Il y a parfois des instants de vérité que seule la spontanéité de la jeunesse peut provoquer. Une séquence devenue virale sur les réseaux sociaux illustre parfaitement ce moment de tension entre mémoire politique et quête de redevabilité. Sur le plateau du Parlement des jeunes, cette tribune citoyenne où de jeunes Congolais interpellent les figures de la classe politique , un jeune a osé ce que certaines personnes plus âgées que lui auraient risqué : confronter Delly Sessanga à son propre passé.

Face à un auditoire captivé, le jeune orateur a construit son intervention avec une logique froide et implacable :
« Tout rebelle est un meurtrier.
Or Delly Sessanga fut un rebelle.
Donc Delly Sessanga est un meurtrier. »
Une logique syllogistique simpliste pour certains, mais percutante pour d’autres surtout dans un pays où les stigmates des rébellions passées demeurent encore vivaces. La formule, scandée d’un ton assuré, a traversé la toile en un éclair, suscitant des débats passionnés entre partisans et détracteurs du président d’Envol.

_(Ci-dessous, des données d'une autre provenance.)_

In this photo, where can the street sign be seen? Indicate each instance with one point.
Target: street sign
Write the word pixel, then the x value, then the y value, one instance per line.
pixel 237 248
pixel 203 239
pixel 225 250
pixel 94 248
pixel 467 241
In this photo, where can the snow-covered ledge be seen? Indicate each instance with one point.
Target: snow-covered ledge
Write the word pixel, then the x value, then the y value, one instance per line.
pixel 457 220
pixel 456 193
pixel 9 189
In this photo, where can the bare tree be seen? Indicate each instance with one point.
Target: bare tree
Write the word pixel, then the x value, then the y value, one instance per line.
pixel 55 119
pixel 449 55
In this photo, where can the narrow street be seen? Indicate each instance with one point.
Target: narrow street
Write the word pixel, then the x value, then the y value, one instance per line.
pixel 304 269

Longtemps perçu comme l’un des esprits les plus structurés de sa génération, Delly Sessanga Hipungu s’est taillé l’image d’un homme politique rigoureux, novateur, attaché à la légalité et aux normes normes démocratiques. Mais la séquence du Parlement des jeunes est venue fissurer cette façade policée, rappelant à quel point la mémoire collective congolaise peut être intacte, sélective voire rancunière.
Dans un pays où les rébellions ont souvent servi de marche-pieds vers le pouvoir, la frontière entre engagement armé et ambition politique est restée floue. Or, pour cette jeunesse en quête de repères, tout passé de belligérance ne peut être effacé par le vernis d’un discours démocratique.

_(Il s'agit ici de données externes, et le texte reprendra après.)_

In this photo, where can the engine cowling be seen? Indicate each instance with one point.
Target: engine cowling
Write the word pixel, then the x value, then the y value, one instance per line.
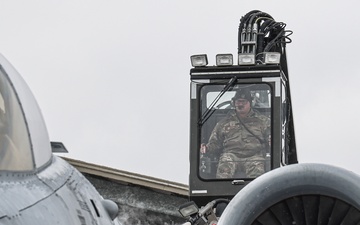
pixel 304 194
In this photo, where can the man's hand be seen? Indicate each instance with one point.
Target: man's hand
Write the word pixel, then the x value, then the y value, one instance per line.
pixel 203 148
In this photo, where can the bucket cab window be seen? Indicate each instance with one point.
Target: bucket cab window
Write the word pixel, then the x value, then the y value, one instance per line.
pixel 15 148
pixel 235 131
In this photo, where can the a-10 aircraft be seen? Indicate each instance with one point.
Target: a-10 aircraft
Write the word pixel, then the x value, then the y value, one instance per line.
pixel 36 186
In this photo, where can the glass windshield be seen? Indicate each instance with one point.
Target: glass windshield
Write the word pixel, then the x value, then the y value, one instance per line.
pixel 15 149
pixel 235 137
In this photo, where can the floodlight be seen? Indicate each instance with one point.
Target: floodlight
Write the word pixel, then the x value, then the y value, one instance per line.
pixel 272 57
pixel 224 60
pixel 199 60
pixel 246 59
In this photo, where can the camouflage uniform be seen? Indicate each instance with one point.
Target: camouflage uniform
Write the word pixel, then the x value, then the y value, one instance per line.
pixel 242 154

L’épisode en dit long sur le fossé générationnel qui sépare les acteurs politiques de la jeunesse congolaise. Là où les anciens invoquent le contexte, les jeunes exigent des comptes. Là où les politiciens parlent d’idéaux, la jeunesse brandit les victimes oubliées, les orphelins et les cicatrices.
Certes, le syllogisme du jeune homme relève davantage du symbole que du droit. Mais il pose une question fondamentale : la République a-t-elle vraiment soldé le passé de ses dirigeants d’hier, d’aujourd’hui comme de ceux du futur?
Au fond, cette confrontation télévisée n’est pas qu’un simple incident devenu viral. Elle traduit en réalité un mouvement profond : la prise de parole d’une jeunesse qui refuse d’idéaliser ses dirigeants, qui exige cohérence et transparence. Elle ose dire tout haut ce que beaucoup pensent tout bas.
Et si le Parlement des jeunes devenait l’espace où se réécrit la relation entre gouvernants et gouvernés?Car en peu de mots, ce jeune intervenant a rappelé que la politique congolaise n’a pas seulement besoin d’éloquence, elle a également besoin de mémoire.